Converting recordings¶

The rd convert command turns a raw recording directory (containing .svo2 / .bag camera files and robot_data.npz) into a a structured dataset directly consumable by policy-training frameworks.

Usage¶

rd convert

Running the command opens an interactive fzf selector to pick one or more tasks to convert (Tab to multi-select).

By default rd convert reads from ./data/raw/ and writes to ./data/processed/. Pass --data-dir to use a different root:

rd convert --data-dir /mnt/storage/robot_data

Episode filtering¶

rd convert only processes successful demonstrations — recordings marked as failure or pending in the metadata database are always skipped.

Additionally, recordings already marked as converted in the database are skipped by default, so re-running rd convert after adding new demonstrations only processes the new ones. To re-convert everything regardless:

rd convert --reconvert

If a recording has no database entry (e.g. recorded before the DB was set up) its status is treated as unknown and it is included.

Depth backends for ZED cameras¶

ZED stereo cameras support three depth estimation backends, selected with --stereo-method:

Backend	Flag	Description
ZED SDK (default)	`--stereo-method zed`	On-device NEURAL_LIGHT depth from the ZED SDK. Fast, no extra GPU setup required.
Fast Foundation Stereo	`--stereo-method ffs`	Fast Foundation Stereo — a foundation model for stereo depth. Requires a CUDA GPU; see Installation for setup.
TRI Stereo	`--stereo-method tri_stereo`	TRI's learned stereo depth model, tailored for robot manipulation scenes. Available in `c32` (faster) and `c64` (higher quality) variants. Requires a CUDA GPU; see TRI Stereo Depth for setup.

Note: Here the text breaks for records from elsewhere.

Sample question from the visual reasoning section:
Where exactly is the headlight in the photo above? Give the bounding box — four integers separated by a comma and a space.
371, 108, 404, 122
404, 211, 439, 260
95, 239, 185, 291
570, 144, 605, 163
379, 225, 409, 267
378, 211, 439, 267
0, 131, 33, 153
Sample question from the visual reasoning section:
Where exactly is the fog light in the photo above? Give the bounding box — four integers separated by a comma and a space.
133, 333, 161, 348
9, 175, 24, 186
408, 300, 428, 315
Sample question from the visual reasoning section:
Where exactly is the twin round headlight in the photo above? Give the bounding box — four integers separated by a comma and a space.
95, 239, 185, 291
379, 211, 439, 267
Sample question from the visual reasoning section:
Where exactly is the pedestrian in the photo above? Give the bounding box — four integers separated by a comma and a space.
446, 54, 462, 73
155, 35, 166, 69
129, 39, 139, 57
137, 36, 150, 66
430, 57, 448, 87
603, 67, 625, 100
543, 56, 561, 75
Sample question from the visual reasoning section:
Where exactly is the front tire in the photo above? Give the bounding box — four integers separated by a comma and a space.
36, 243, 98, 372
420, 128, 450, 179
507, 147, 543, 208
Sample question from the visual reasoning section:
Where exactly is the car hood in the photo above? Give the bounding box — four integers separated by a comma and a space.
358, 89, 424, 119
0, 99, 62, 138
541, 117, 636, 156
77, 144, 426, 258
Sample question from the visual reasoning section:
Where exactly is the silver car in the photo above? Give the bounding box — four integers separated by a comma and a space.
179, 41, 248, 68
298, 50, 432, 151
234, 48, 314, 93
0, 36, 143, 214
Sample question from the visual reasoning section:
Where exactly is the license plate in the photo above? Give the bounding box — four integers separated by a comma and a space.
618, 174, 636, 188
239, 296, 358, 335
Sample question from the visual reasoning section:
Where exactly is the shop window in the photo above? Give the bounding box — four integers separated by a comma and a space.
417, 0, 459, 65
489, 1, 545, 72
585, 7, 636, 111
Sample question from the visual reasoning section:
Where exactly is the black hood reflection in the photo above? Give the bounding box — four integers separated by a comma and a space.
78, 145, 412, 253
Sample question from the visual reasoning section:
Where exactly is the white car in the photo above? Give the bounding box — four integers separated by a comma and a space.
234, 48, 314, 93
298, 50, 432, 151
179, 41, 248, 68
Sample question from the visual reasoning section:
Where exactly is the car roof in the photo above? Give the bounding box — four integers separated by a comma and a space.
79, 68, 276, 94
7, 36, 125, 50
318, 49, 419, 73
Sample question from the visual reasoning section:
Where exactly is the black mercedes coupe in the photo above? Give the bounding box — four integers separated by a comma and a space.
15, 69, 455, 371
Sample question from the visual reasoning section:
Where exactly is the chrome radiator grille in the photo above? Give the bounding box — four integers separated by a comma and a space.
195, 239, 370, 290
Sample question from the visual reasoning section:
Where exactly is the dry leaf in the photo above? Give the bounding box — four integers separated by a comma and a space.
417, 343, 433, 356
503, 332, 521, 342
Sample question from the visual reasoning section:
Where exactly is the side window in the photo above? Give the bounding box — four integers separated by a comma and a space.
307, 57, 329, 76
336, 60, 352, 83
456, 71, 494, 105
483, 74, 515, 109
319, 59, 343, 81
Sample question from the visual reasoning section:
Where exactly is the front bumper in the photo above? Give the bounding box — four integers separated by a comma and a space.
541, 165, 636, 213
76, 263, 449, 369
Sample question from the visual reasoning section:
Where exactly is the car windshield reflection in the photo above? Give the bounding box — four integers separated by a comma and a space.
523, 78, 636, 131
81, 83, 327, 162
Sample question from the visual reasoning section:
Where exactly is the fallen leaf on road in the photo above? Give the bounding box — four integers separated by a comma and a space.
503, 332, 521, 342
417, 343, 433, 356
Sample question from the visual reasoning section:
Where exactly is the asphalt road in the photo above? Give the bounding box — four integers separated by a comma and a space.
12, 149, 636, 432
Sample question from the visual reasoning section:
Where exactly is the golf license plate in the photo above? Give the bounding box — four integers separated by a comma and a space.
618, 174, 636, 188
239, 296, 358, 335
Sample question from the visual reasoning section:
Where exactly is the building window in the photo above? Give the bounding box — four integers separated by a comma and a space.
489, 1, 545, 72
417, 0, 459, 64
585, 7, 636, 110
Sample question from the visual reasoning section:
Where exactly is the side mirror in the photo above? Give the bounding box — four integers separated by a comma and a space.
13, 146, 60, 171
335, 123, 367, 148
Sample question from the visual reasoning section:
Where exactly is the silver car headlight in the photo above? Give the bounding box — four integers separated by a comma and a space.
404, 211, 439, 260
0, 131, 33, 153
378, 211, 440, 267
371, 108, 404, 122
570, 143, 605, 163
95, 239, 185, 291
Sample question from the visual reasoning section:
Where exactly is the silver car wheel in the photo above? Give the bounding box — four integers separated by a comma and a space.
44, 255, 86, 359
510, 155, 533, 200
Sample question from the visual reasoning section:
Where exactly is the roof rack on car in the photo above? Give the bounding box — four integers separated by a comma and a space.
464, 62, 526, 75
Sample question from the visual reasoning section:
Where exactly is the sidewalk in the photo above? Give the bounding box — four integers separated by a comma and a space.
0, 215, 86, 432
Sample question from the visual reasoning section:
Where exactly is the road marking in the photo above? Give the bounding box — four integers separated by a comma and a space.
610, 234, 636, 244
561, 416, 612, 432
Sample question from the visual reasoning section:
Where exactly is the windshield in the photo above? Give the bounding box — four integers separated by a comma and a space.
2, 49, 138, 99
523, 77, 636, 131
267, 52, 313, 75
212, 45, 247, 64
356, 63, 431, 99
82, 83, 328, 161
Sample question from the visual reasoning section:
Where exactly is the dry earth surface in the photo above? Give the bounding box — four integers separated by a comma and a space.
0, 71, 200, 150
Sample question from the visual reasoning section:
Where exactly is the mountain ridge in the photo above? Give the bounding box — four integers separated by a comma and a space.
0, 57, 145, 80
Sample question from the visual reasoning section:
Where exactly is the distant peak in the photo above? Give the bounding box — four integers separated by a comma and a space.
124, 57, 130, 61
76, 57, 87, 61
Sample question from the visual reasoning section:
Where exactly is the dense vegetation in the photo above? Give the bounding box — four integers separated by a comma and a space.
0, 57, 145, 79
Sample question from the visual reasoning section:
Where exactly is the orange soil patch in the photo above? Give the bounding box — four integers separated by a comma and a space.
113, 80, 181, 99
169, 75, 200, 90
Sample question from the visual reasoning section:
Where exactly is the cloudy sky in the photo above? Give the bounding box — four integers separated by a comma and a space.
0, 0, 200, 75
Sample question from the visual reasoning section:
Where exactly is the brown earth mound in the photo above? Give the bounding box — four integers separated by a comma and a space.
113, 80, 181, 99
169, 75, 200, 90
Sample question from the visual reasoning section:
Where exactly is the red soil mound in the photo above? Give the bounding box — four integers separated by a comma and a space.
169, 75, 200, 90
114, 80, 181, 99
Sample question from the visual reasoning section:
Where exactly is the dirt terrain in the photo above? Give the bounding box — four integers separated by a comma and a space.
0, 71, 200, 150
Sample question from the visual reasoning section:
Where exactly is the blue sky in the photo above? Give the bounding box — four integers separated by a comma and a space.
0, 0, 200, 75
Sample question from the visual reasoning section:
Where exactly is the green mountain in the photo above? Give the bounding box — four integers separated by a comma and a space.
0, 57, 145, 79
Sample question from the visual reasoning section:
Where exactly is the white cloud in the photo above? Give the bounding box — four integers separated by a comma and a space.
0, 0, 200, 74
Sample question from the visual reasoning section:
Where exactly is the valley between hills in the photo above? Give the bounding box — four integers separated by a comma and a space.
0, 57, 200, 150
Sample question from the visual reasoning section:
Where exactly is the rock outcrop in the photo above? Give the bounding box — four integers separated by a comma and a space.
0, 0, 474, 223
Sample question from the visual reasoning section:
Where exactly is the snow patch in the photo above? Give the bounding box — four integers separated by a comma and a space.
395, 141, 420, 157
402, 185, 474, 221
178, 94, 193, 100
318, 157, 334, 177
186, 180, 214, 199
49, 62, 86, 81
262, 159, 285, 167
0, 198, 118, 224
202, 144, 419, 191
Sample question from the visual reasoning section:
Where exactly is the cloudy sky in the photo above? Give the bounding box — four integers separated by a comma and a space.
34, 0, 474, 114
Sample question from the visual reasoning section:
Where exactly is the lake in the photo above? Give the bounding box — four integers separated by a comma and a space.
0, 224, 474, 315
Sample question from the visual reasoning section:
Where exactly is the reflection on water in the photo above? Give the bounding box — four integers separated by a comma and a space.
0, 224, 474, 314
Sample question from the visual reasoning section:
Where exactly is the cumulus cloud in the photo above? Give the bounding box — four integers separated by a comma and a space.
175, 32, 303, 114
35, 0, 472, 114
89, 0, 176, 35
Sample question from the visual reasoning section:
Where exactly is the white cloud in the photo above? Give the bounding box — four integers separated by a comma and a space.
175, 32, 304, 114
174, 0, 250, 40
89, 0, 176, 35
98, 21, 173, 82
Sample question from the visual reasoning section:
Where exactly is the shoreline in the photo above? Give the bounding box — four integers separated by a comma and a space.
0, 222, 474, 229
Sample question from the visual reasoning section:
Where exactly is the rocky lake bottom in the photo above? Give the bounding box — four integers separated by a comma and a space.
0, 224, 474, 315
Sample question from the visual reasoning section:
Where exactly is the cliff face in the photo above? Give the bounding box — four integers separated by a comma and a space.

# Use Fast Foundation Stereo
rd convert --stereo-method ffs

# Reduce FFS input resolution for speed (default scale 1.0)
rd convert --stereo-method ffs --ffs-scale 0.5

# Increase FFS update iterations for quality (default 8)
rd convert --stereo-method ffs --ffs-iters 16

# Use TRI Stereo (c64 variant, default)
rd convert --stereo-method tri_stereo

# Use the lighter c32 variant
rd convert --stereo-method tri_stereo --tri-stereo-variant c32

When --stereo-method tri_stereo is used, Raiden automatically selects the fastest available backend for the chosen variant:

TensorRT — if stereo_c64.engine (or stereo_c32.engine) exists in ~/.config/raiden/weights/tri_stereo/
ONNX Runtime — if stereo_c64.onnx (or stereo_c32.onnx) exists
PyTorch — falls back to the .pth checkpoint

Learned stereo backends are GPU-heavy

Both Fast Foundation Stereo and TRI Stereo depth are GPU-intensive models and may be slow depending on your hardware. For real-time throughput, compile TensorRT engines.

Multi-camera synchronization¶

All ZED SVO2 cameras are extracted simultaneously in a single pass. On each output frame slot the converter advances any camera that lags the most recent camera by more than half a frame period (~16 ms at 30 fps) before saving. This guarantees that for any output index N the images from all cameras are within 16 ms of each other.

Cameras are also truncated to the minimum frame count across all cameras, so every camera directory contains exactly the same number of frames.

Output layout¶

<recording_dir>/
    split_all.json
    metadata_shared.json
    calibration_results.json        # copied from the first recording directory
    0000/
        metadata.json
        lowdim/
            0000000000.pkl          # per-frame lowdim (see below)
            0000000001.pkl
            ...
        rgb/
            scene_camera/
                0000000000.jpg      # JPEG quality ≥ 90
                0000000001.jpg
                ...
                timestamps.npy      # int64[N], nanoseconds (wall-clock)
            left_wrist_camera/
                ...
            right_wrist_camera/
                ...
        depth/
            scene_camera/
                0000000000.npz      # array key "depth", uint16, millimetres
                ...
            left_wrist_camera/
                ...

File formats¶

rgb/<camera>/<frame:010d>.jpg : BGR JPEG at quality ≥ 90. For cameras physically mounted upside-down (right_wrist_camera) the image is rotated 180° so the stored image is always right-side-up.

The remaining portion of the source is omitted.